See Datacube Impact of Intercensal Change on Selected Characteristics, Table 4.3
Source: Australian Census of Population and Housing, 2016; Australian Census Longitudinal Dataset, 2006-2011; 2011-2016.
 

Attainment of a non-school qualification

The Census collects information about a person’s highest completed non-school qualification². This includes Certificate and Diploma level qualifications as well as tertiary qualifications (Bachelor degree and above). The analysis below refers to a person’s highest level of non-school qualification.

The number of Aboriginal and Torres Strait Islander people aged 25 years and over with a non-school qualification has risen steadily from 78,875 in 2006 to 108,118 in 2011 and 152,245 in 2016. Over this period, the age and remoteness distribution of people with a non-school qualification has remained consistent, with young people aged 25-29 years old contributing most to the observed increases.

Across all remoteness areas, more people had Certificate III level qualifications than any other non-school qualification – a trend that has remained consistent across the 2006, 2011 and 2016 Censuses. Nearly all Remoteness areas recorded a percentage point increase across all types of non-school qualifications over 2011-2016. The largest percentage point increases were in Major Cities and Inner Regional Australia.

Intercensal change in attainment of non-school qualifications

It is possible that identification is having an impact on the 2011-2016 increase in non-school qualifications.
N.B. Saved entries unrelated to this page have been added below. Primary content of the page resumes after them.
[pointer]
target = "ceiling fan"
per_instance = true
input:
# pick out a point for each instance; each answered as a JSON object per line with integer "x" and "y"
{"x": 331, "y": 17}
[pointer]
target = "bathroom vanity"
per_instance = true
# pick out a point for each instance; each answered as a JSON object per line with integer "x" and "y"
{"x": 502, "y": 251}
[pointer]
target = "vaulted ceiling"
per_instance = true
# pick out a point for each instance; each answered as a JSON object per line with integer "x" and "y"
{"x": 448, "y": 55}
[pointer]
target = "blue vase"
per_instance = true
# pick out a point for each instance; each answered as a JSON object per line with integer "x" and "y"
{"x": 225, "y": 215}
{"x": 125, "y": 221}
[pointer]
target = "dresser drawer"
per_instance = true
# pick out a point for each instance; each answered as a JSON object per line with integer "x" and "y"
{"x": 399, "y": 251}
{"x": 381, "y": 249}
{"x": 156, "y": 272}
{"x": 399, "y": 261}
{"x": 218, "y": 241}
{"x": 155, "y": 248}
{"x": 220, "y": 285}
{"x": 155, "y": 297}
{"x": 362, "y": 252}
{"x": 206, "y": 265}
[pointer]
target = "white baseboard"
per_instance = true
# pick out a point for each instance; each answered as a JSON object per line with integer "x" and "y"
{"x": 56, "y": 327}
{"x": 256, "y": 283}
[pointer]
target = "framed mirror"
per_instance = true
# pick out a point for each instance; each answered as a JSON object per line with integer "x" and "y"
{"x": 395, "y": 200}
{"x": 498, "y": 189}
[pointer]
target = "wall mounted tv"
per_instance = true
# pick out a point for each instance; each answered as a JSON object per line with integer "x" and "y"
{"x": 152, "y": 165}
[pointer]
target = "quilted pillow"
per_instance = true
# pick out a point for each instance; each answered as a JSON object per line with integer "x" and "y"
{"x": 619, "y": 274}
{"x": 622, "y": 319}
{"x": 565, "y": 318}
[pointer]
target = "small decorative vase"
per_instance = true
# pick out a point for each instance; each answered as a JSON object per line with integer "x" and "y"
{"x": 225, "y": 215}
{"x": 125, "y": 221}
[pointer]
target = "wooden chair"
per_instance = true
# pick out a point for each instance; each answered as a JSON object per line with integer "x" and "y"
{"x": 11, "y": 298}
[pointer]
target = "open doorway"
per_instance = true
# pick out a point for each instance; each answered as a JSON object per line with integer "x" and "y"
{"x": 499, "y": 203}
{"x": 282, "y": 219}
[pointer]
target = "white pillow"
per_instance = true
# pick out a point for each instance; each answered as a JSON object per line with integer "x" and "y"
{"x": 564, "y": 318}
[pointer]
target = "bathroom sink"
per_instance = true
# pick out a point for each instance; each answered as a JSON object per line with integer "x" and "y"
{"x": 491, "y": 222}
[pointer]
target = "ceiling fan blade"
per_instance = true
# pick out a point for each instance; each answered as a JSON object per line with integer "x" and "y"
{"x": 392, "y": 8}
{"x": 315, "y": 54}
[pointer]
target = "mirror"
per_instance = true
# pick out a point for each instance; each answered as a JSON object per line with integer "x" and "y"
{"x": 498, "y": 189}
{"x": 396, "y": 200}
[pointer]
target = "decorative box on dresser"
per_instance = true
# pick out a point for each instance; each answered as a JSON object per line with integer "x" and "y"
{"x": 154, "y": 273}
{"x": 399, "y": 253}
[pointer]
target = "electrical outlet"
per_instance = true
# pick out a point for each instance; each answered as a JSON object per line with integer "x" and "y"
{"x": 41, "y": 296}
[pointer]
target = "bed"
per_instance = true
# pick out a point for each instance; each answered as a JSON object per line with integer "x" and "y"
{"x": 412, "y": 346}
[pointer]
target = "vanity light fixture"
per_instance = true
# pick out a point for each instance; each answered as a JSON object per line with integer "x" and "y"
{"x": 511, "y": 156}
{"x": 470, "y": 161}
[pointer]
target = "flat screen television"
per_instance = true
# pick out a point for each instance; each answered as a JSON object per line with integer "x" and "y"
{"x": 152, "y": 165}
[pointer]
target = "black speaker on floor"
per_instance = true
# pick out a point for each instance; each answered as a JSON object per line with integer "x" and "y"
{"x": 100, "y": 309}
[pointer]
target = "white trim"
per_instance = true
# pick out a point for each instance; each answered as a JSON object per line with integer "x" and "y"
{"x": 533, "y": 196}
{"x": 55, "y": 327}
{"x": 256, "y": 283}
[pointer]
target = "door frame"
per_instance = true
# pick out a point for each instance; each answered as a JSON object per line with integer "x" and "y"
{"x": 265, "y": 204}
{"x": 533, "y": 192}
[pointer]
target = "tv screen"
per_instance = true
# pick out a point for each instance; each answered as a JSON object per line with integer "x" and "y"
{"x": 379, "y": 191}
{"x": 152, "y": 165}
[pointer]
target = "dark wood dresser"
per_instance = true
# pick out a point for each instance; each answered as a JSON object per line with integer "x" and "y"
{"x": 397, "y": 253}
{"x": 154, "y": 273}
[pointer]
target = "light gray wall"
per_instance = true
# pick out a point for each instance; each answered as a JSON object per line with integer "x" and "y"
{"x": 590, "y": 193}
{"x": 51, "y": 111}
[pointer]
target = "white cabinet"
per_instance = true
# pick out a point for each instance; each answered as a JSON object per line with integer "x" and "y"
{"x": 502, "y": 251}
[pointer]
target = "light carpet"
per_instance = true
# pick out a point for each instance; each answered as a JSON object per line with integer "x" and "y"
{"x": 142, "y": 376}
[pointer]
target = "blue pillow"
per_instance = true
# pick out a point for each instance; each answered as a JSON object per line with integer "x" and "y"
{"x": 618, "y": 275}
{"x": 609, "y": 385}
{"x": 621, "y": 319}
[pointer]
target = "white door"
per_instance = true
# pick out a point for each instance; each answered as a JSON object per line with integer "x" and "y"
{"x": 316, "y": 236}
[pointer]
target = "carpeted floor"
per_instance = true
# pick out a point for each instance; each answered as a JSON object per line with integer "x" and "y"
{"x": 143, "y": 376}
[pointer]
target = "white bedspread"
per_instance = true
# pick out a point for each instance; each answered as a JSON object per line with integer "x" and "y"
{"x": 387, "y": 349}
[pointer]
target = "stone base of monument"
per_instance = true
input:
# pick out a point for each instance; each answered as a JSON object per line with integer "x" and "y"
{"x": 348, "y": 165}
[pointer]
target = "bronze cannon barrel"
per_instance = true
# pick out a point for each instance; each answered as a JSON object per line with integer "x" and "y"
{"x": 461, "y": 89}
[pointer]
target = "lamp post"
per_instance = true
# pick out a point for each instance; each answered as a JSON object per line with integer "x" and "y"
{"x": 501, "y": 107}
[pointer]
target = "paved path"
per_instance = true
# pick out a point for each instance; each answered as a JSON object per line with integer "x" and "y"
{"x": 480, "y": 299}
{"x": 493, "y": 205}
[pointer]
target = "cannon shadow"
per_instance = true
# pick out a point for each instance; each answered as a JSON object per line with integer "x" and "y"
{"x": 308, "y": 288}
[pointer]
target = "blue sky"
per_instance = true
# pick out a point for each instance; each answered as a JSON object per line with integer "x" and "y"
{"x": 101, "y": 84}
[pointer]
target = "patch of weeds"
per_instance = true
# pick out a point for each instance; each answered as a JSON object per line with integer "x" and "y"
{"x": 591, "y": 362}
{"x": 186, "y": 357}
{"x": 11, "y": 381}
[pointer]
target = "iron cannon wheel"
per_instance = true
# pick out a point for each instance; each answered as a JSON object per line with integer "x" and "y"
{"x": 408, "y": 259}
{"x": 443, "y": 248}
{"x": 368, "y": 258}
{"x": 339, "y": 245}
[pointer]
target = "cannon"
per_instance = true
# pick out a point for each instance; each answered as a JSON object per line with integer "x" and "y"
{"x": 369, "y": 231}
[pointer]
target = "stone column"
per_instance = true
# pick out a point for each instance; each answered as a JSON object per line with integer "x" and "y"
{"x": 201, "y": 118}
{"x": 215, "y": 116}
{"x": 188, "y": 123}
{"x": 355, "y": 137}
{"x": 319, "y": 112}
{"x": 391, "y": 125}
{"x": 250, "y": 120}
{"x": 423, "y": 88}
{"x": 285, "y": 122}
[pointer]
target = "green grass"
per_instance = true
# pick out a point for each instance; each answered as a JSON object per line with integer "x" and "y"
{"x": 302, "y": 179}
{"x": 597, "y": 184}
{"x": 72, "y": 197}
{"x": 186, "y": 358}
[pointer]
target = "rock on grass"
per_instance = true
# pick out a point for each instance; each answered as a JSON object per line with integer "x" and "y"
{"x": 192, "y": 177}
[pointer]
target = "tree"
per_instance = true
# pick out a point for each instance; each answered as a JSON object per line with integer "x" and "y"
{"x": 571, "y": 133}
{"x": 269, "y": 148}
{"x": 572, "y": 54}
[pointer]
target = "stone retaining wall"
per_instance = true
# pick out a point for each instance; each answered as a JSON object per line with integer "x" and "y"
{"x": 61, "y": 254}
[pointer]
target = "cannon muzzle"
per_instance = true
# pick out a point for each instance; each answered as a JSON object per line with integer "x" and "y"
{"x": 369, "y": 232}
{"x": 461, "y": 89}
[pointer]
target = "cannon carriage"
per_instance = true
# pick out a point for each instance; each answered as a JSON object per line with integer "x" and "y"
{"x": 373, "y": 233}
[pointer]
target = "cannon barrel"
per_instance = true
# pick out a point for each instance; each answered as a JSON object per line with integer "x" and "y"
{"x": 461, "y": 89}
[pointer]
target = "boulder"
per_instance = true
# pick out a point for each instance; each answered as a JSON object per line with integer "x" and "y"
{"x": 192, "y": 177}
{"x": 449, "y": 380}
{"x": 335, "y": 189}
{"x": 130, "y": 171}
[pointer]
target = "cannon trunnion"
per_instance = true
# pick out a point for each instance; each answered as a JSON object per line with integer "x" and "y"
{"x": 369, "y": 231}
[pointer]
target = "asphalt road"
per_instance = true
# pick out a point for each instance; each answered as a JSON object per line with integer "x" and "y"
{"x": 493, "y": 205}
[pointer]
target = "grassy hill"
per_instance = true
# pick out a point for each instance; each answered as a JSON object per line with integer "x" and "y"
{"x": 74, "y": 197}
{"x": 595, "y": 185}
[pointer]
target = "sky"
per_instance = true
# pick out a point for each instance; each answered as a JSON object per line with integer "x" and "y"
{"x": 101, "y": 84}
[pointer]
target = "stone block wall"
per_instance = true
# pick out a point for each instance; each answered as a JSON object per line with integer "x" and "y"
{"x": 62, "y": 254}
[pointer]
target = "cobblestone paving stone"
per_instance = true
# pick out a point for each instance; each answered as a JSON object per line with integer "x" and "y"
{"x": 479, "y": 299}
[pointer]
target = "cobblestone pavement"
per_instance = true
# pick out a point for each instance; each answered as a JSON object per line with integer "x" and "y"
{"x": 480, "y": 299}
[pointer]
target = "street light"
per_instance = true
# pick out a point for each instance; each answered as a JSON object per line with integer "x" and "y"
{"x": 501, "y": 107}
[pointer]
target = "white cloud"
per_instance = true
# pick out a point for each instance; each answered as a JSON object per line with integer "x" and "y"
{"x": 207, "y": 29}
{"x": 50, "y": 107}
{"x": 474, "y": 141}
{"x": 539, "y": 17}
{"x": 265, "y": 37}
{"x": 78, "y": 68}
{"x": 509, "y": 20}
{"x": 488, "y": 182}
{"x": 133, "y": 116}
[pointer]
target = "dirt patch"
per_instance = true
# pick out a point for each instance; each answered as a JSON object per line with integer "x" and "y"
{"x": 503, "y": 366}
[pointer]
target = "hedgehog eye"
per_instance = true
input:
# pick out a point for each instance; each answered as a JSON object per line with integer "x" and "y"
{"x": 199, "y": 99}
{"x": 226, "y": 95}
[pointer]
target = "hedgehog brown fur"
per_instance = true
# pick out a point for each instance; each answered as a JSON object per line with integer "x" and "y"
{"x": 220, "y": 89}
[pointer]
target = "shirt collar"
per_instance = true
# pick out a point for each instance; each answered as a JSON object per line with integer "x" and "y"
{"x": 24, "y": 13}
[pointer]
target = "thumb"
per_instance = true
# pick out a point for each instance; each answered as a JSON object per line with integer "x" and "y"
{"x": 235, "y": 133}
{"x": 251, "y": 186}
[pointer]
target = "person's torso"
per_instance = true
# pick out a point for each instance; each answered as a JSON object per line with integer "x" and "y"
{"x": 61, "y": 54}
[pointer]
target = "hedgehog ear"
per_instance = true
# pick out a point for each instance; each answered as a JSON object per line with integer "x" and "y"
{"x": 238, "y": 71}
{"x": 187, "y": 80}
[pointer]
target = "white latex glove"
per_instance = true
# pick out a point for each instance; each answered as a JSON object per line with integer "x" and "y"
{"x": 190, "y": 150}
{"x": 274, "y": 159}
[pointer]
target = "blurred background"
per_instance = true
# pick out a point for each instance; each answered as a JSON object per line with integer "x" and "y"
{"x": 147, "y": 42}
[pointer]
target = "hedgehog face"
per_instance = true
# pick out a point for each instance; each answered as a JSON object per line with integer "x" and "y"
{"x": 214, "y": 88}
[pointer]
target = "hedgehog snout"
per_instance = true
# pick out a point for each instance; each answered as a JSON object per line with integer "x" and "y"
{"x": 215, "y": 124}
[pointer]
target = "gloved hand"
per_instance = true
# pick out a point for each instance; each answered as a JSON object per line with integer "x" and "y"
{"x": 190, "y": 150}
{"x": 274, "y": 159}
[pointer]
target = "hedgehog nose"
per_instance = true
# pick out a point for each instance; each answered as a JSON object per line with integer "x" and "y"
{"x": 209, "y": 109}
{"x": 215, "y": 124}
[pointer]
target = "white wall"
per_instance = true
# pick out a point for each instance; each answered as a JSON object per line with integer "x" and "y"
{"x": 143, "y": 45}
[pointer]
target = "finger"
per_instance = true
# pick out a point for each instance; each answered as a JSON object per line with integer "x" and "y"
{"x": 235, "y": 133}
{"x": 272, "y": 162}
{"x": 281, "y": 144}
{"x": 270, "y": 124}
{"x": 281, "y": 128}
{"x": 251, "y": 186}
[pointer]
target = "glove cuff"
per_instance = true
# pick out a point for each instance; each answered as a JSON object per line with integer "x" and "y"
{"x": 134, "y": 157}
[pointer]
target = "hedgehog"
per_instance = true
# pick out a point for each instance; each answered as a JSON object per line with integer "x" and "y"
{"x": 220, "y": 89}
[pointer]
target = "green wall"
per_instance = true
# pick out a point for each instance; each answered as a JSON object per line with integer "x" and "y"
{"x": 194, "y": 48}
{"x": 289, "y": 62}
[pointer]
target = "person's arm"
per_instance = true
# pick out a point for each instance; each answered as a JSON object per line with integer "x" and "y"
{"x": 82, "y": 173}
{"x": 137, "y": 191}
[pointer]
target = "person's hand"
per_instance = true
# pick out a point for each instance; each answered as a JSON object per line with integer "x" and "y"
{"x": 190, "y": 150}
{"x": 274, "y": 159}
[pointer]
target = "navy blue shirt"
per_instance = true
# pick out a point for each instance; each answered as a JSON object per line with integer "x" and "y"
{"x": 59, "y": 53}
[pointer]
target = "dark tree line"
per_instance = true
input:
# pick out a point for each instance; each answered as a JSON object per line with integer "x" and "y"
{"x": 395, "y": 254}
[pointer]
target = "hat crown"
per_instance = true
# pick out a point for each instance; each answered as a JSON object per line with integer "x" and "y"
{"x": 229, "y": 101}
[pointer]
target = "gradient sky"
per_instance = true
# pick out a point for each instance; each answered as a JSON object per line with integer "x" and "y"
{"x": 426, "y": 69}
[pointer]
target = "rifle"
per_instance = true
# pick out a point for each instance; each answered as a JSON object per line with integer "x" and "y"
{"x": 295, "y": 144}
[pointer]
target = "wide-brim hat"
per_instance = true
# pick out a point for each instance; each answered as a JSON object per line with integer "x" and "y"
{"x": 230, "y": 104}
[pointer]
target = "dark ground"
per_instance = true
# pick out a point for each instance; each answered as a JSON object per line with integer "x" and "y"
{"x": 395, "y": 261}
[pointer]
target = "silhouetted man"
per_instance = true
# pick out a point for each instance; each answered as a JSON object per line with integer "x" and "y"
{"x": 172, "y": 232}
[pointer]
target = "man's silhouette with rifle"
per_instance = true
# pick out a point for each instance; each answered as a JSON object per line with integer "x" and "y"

That Major Cities continue to be the main source of increases in non-school qualifications is most likely a combination of the concentration of Aboriginal and Torres Strait Islander population growth in Major Cities and the location of vocational and tertiary institutions.

The distribution of the increase in non-school qualifications across males and females in 2011-2016 is similar to the increase observed in 2006-2011. Females continue to have higher completion rates across all levels of non-school qualification than males except for Certificate III level, and are obtaining non-school qualifications at a faster rate than males (see Educational Attendance and Attainment for Aboriginal and Torres Strait Islander Persons in: Census of Population and Housing: Characteristics of Aboriginal and Torres Strait Islander Australians, 2016 [cat. no. 2076.0]).

  1. Usual residence Census counts. Excludes overseas visitors.
  2. Includes Postgraduate degrees and Graduate Certificate/Diploma.

Note: Totals and components may not be consistent within and between tables due to introduced random error to protect confidentiality of Census respondents - see Census Dictionary, 2016.
Source(s): Source: Australian Census of Population and Housing, 2006-2016

As was observed for Year 12 attainment, when the increase in non-school qualification attainment of 25 year olds and above is distributed across ages, the youngest cohort, persons aged 25-29, are the largest source of the increase (56.9%) across every qualification. This was also observed between 2006 and 2011 and is influenced by the natural progression of this age cohort through the education system.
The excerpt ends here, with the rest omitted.